Celebrate Difference
The pre-teen and adolescent years are full of challenges. One of the ways that children cope is by doing everything possible to fit in, so they can avoid standing out from the crowd. If they have learning or social challenges, these differences can be a source of shame, causing low self-esteem, anxiety, and stress.
Instead of working to help our girls fit in, we need to change our mindset to one that celebrates differences. Here are a few tips on how to do that effectively:
- Normalize extra help and support sessions, whenever they’re required
- Reframe how you discuss differences
- Avoid isolating students with learning challenges, and instead, work to support them so they can remain in the classroom with their peers
- Model acceptance in any way you can
How to Support Our Girls’ Healthy Friendships
When our girls are confident in themselves and what they can offer the world, it will be easier for them to reach out and connect with others. Along the way, it’s important that we, as parents and mentors, work to help instill in them a positive, realistic view of friendship. You should never dictate who they’re friends with, but you can help them understand the basic tenets of a good friendship.
Here are some of the skills that will help encourage our girls towards healthier, more meaningful friendships.
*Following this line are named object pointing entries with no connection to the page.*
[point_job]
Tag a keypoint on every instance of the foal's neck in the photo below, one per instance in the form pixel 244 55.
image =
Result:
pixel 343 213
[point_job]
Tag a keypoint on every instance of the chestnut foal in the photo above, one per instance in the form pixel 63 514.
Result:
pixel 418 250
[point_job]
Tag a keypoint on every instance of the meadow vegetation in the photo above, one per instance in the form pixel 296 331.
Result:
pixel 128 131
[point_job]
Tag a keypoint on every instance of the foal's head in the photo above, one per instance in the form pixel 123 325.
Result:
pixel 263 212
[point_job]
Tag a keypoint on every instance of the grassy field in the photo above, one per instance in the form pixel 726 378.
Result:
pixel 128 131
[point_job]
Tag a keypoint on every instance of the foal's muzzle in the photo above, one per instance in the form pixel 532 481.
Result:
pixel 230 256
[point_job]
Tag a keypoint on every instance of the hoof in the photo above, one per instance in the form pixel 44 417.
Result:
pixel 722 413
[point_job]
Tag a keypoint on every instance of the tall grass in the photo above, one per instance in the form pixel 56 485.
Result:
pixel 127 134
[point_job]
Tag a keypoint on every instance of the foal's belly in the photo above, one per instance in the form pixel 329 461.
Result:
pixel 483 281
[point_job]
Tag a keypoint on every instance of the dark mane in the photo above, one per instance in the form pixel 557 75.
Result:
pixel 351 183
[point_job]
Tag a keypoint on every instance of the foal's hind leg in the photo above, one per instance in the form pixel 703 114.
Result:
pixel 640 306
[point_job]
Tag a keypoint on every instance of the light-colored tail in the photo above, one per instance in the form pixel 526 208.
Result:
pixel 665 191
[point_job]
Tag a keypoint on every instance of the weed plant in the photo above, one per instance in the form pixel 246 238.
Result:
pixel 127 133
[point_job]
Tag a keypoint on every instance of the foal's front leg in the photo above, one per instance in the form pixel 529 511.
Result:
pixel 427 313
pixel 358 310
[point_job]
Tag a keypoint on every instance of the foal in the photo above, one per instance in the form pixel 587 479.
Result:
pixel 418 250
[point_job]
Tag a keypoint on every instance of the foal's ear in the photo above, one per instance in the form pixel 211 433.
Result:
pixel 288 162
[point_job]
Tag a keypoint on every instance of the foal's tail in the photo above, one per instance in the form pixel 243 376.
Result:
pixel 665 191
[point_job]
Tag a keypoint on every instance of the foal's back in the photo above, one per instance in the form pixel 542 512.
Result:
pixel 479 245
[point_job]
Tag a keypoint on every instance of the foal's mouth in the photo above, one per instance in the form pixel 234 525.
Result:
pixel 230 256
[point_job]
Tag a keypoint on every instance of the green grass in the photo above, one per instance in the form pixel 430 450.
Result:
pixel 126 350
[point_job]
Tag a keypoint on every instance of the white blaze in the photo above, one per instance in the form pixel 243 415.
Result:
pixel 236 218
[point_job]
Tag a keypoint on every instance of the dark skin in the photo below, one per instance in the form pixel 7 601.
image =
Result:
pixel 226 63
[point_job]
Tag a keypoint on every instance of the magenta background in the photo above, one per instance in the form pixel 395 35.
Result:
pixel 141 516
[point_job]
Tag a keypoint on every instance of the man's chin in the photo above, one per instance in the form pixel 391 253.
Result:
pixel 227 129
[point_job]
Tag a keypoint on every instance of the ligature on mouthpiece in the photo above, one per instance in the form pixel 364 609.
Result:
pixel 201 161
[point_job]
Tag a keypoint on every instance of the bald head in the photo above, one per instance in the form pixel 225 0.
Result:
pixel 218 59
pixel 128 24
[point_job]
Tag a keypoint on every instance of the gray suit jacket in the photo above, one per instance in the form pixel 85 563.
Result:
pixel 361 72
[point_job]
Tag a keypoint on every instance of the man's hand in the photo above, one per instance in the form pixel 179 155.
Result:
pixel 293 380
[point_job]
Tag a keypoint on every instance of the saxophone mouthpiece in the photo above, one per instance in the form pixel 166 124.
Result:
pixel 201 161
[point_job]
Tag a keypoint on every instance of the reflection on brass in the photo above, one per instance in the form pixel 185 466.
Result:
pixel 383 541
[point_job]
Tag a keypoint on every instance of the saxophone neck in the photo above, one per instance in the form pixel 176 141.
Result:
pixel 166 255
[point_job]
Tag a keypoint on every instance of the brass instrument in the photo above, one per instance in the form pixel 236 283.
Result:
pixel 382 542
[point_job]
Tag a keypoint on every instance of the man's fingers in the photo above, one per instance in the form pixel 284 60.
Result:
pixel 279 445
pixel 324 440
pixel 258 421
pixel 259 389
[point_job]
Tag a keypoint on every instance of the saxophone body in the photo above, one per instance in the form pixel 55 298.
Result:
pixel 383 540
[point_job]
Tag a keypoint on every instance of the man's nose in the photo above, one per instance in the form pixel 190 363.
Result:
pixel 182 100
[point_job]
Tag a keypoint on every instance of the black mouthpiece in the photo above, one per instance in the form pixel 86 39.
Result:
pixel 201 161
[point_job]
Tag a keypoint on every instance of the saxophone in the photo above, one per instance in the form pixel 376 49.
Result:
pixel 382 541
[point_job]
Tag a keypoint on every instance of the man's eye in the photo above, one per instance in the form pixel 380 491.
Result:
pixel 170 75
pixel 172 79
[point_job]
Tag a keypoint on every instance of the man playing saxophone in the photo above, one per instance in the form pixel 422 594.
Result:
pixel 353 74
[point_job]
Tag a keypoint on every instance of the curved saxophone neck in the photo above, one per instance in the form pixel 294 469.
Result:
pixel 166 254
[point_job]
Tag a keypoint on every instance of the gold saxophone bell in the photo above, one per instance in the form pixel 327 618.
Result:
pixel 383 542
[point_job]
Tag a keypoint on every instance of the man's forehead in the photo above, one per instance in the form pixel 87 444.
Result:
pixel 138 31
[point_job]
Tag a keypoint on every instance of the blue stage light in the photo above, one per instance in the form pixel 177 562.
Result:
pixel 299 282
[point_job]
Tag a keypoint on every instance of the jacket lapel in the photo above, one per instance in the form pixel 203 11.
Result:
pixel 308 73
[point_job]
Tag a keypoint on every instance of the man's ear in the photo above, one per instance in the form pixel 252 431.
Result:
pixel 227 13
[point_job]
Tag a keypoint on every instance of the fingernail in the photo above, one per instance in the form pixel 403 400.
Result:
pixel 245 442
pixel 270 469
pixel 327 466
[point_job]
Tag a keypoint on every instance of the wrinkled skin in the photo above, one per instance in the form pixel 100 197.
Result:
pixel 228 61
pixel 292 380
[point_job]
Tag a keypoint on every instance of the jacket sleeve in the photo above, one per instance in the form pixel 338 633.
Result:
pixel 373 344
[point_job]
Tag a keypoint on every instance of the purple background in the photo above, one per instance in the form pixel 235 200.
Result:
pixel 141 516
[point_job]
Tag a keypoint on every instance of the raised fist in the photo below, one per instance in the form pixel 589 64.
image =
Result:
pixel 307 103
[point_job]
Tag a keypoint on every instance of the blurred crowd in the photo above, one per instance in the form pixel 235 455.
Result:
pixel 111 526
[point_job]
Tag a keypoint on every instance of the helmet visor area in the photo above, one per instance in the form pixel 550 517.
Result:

1. A positive view of friendship
Our girls need to see friendship as a positive element in their lives. Being competitive or wanting to be popular is not a good foundation for any relationship.
2. Sharing
Friendships built with one person in the center in every situation will quickly lead to competition and infighting. Learning how to share and take turns is essential to any friendship.
3. Empathy
Understanding and caring about the emotions and feelings of our friends is necessary for a relationship to progress beyond the superficial.
4. Trust
Being able to trust with caution will allow our girls to open up and be vulnerable with their friends, leading to deeper intimacy.